Science-- there's something for everyone

Sunday, May 2, 2010

Regrowing worm brains

Photo of the planarian Schmidtea mediterranea by Alejandro Sánchez Alvarado, 2005.

Planarians are a commonly studied type of flat worm. One of the things that make them so interesting is their ability to completely regenerate. If you chop a planarian in half, you’ll get two complete worms. One half will regrow its tail, and even more amazingly, the other half will grow a new head complete with brain. This is possible because a large percentage of the planarian’s cells are stem cells, which can differentiate into any required cell type.

Daniel Felix and Aziz Aboobaker of the University of Nottingham, UK, have discovered a gene specifically required for regrowing planarian brains. The gene is called Smed-prep.

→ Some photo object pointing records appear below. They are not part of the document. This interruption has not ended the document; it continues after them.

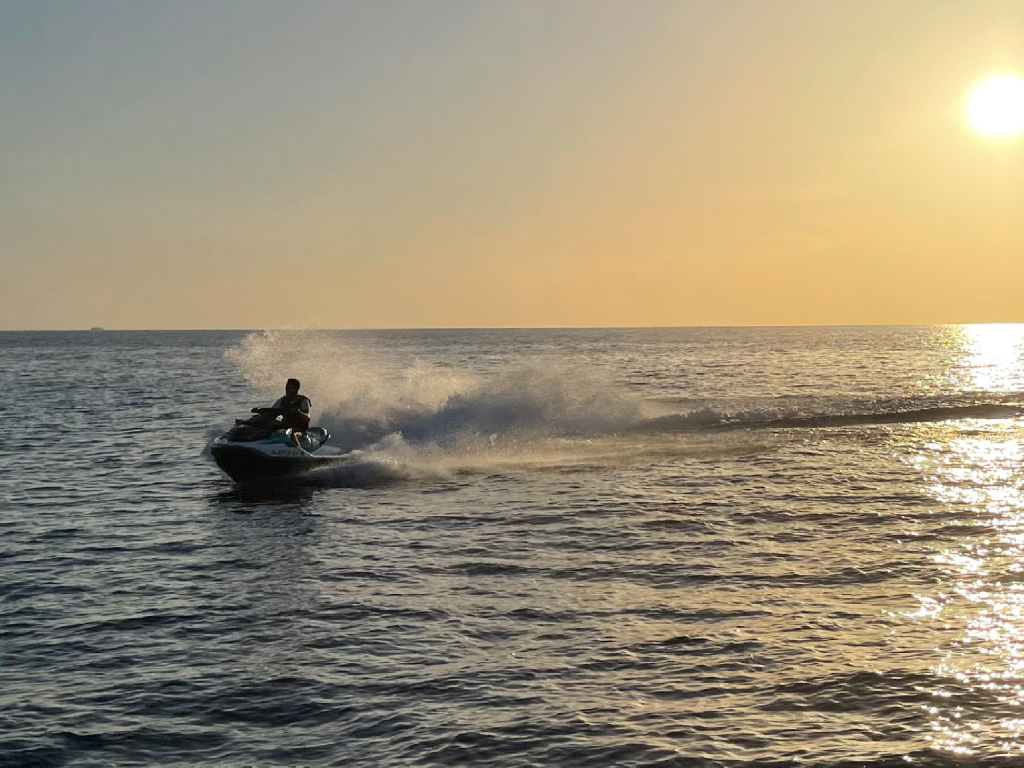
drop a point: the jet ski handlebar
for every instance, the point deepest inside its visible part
(272, 413)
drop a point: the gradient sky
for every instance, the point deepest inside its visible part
(439, 163)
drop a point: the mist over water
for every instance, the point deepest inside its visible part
(705, 547)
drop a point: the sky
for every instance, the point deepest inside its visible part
(515, 163)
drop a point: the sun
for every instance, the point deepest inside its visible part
(995, 107)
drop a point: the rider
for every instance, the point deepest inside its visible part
(296, 408)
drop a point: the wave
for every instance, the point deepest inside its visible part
(712, 420)
(421, 420)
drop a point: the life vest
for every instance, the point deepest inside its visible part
(295, 401)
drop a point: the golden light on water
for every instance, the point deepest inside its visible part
(990, 357)
(974, 471)
(995, 107)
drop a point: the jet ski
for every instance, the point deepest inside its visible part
(261, 449)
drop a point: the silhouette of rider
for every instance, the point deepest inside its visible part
(295, 408)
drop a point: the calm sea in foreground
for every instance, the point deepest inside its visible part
(676, 547)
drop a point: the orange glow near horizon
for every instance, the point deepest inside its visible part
(670, 164)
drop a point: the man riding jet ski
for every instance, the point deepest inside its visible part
(275, 441)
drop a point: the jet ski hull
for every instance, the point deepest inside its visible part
(256, 451)
(247, 465)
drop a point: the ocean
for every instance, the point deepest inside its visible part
(637, 547)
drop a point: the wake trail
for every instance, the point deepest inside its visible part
(397, 421)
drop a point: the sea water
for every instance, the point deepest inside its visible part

Smed refers to the genus of the study organism, Schmidtea mediterranea, and prep is short for an enzyme that has already been discovered in many other organisms, including humans. In other words, Smed-prep is the S. mediterranea version of the prep gene. Without Smed-prep, planarians don’t regenerate normal heads and brains. Not surprisingly, Smed-prep is predominantly expressed in the planarian head.

The researchers hope that a better understanding of the genes involved in planarian regeneration will have repercussions for replacing damaged human tissues, especially if we turn out to have the same genes.